Vice President Bharrat Jagdeo is urging Commonwealth nations to rethink how they approach climate finance and urban development, warning that current systems are not keeping pace with the scale and urgency of global challenges.
Jagdeo made the call during a Commonwealth roundtable on the Declaration on Sustainable Urbanisation, adopted in Kigali in 2022. The forum, supported by The King’s Foundation, brought together member states, experts and civil society organisations to examine strategies for managing rapid urbanisation while improving quality of life, boosting economic opportunity and strengthening climate resilience.
He pointed to the Commonwealth Climate Finance Access Hub as a practical example of what coordinated action can achieve. The initiative, which emerged from work Jagdeo led and presented at the 2014 Commonwealth Heads of Government Meeting in Colombo, has since mobilised nearly US$500 million in climate financing, supported more than 100 projects and deployed expert advisers across over 15 countries. The Hub is now headquartered in Mauritius.
Despite this progress, Jagdeo cautioned that significantly greater effort is needed.
“The progress of the Commonwealth Climate Finance Access Hub is welcome and important. It shows what can be achieved when countries are given practical support to turn home-grown ideas into investable projects.
But the scale of today’s climate and development challenges requires far more.”
He stressed that developing countries, particularly small states, must be equipped with new tools and approaches to manage increasingly complex development demands.
“Helping all our people to secure better lives now requires managing complexity at a speed and scale not seen before.
We need new thinking, new tools, and a step change in how the international community supports developing countries and smaller states.”
The Vice President said discussions at the roundtable extended beyond urbanisation, highlighting a broader need for improved data systems and technological integration across all sectors of development.
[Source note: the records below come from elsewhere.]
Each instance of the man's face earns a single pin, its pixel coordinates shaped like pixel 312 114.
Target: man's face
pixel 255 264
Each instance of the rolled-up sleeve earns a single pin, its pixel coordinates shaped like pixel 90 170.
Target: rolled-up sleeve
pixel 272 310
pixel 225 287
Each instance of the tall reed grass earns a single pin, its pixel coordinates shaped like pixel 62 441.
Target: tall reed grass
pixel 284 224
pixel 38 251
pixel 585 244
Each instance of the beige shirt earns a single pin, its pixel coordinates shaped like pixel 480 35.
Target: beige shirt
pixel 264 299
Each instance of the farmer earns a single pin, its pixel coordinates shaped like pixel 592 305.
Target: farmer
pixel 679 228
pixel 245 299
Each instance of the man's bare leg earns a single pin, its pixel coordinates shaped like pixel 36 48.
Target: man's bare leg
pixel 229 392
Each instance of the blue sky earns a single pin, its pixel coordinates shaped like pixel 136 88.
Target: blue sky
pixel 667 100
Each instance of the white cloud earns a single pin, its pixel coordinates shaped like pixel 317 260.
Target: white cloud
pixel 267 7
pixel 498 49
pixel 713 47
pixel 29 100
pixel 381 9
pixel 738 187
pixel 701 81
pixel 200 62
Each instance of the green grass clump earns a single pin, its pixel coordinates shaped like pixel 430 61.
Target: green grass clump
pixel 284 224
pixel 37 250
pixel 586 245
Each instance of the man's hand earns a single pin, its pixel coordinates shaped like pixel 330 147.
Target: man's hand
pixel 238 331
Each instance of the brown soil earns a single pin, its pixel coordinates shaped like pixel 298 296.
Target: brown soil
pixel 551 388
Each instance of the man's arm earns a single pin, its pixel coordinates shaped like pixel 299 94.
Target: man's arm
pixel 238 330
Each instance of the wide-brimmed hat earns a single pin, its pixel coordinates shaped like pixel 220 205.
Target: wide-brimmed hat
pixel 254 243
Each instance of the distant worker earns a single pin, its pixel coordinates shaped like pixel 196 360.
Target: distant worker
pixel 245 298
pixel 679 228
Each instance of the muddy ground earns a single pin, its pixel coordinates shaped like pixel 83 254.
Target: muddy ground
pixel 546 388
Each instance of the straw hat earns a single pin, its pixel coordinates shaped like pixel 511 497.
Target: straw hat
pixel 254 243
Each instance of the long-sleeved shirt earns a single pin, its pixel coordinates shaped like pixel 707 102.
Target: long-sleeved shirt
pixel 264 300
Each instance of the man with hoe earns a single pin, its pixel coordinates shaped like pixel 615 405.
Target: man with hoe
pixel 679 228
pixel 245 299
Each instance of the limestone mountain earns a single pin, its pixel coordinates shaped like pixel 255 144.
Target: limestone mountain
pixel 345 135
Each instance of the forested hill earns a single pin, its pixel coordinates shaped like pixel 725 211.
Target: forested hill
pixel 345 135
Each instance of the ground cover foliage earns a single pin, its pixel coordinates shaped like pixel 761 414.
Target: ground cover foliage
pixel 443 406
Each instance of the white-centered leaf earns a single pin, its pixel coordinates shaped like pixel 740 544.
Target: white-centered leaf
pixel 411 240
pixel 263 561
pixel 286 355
Referencing insights from the recent AI Summit in New Delhi—where global leaders and major technology companies including Microsoft, Google and OpenAI participated—Jagdeo underscored the growing role of artificial intelligence in planning and decision-making.
He warned, however, that unequal access to data could widen global disparities if not addressed.
“If AI models are not trained on data from small and developing countries, it will not work for them.
So we must invest now—in solutions, both traditional and AI-driven—that support small countries and the developing world.”
Jagdeo added that the Commonwealth, representing roughly one-third of the global population, is uniquely positioned to lead in developing inclusive, scalable solutions that bridge the gap between climate ambition and practical implementation.